Microfones: captação de voz mais clara no Sony
Pra quem usa fone pra reuniões, ligações ou chamadas no meio da rua, esse ponto é crucial. O WH-1000XM5 tem 8 microfones, com foco específico em reduzir ruído de fundo durante chamadas. E ele cumpre bem a promessa.
Mesmo em ambientes barulhentos, a voz se mantém clara e com pouco som externo. É o tipo de coisa que evita aquela clássica frase: “Desculpa, não entendi nada que você disse”.
O Beats também vai bem, com 6 microfones — sendo dois dedicados à voz. Mas o isolamento do som externo durante chamadas é um pouco menos refinado. Funciona, mas quem está do outro lado pode escutar mais do ambiente do que gostaria.
Controlo: toque moderno ou botão tradicional?
Aqui a coisa fica mais subjetiva. A Sony aposta tudo nos sensores de toque nas laterais do fone. Dá pra pausar a música com um toque, deslizar o dedo pra ajustar volume, trocar de faixa… tudo sem apertar botão.
É bonito, moderno e elegante. Mas exige um tempo de adaptação. No começo, você vai errar alguns comandos. Depois, parece mágico.
O Beats vai no caminho oposto: botões físicos. Play/pause, volume, ANC — tudo com clique. Pra quem prefere sentir que apertou de verdade, isso é ótimo. Não tem erro, não tem toque fantasma. Mas também não tem aquele ar de “futurista” do Sony.
Reconhecimento de fala automático: só no WH-1000XM5

Essa é uma daquelas funções que parecem besteira, mas quando você começa a usar, não quer mais largar. O WH-1000XM5 tem o “Speak-to-Chat”: basta você começar a falar que ele pausa a música automaticamente.
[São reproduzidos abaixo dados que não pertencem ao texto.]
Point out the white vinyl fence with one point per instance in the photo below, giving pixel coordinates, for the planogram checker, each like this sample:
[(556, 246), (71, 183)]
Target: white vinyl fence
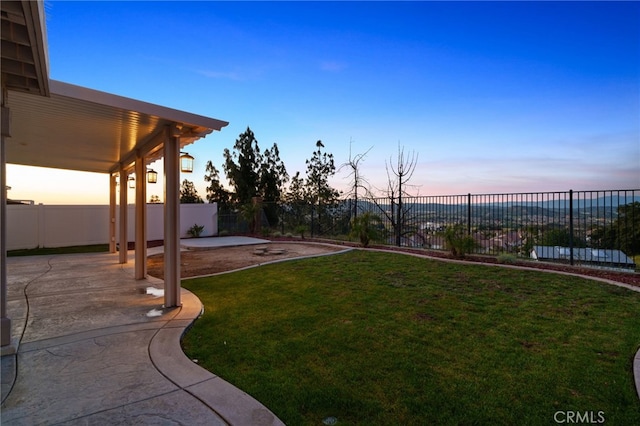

Terminou de conversar? Ele espera alguns segundos e volta a tocar. Ideal pra interações rápidas no escritório, na fila da padaria, com alguém que te chamou no meio da rua.
O Beats não tem esse recurso. Ou seja, vai depender do seu dedo toda vez que quiser falar com alguém. Pequeno detalhe? Talvez. Mas quando você está no meio da música e alguém vem falar com você, faz diferença.
Compatibilidade e experiência entre plataformas
Aqui a escolha do seu celular pesa. O Beats Studio Pro funciona muito bem em iPhones e produtos da Apple. Ele se conecta automaticamente via iCloud, sincroniza com seus dispositivos e responde rápido aos comandos do sistema.
No Android, funciona — mas com menos recursos. A integração com o app é mais básica, e a personalização de som fica mais limitada.
Já o WH-1000XM5 oferece uma experiência quase idêntica em Android e iOS. O aplicativo Headphones Connect é completo em ambos os sistemas, com ajustes finos de equalização, atualização de firmware, modos personalizados e configurações detalhadas de som ambiente.
A conectividade também muda: o Beats aposta no Bluetooth Classe 1, com maior alcance. O Sony usa Bluetooth 5.2, mais eficiente, estável e com menor consumo de energia.
Som espacial, app, uso com fio: empate técnico
Os dois suportam áudio espacial, têm app dedicado, entrada P2 pra uso com fio e vêm com cabo. A experiência sonora pode ser ajustada via app nos dois modelos, com perfis de equalização e modos de áudio.
Aqui, tudo vai depender mais do seu gosto pessoal. O Beats tem uma assinatura de som mais “divertida”, com graves marcantes e foco em música pop, hip hop e eletrônica. Já o Sony entrega um perfil mais equilibrado, mais preciso, com resposta clara em todas as frequências.
Ambos são excelentes — só falam línguas diferentes.
E no final das contas… qual deles entrega mais?
Se a sua prioridade é inteligência sonora, cancelamento de ruído avançado, chamadas nítidas, conforto extremo e controle automático de ambiente, o Sony WH-1000XM5 é imbatível. Ele entrega mais funcionalidades úteis, tem um ecossistema mais consistente e vai surpreendendo a cada dia de uso.
Se você está no universo Apple e quer um fone com ótima integração, som potente, design mais impactante e operação simples, o Beats Studio Pro é uma escolha segura. Ele funciona bem, tem presença e agrada quem curte uma sonoridade mais encorpada e direta ao ponto.
Mas vamos falar claro: o WH-1000XM5 continua sendo o fone mais completo da categoria. Não é só sobre ter mais recursos — é sobre como esses recursos funcionam juntos, de forma fluida e sem te fazer pensar duas vezes. E nisso, a Sony ainda lidera.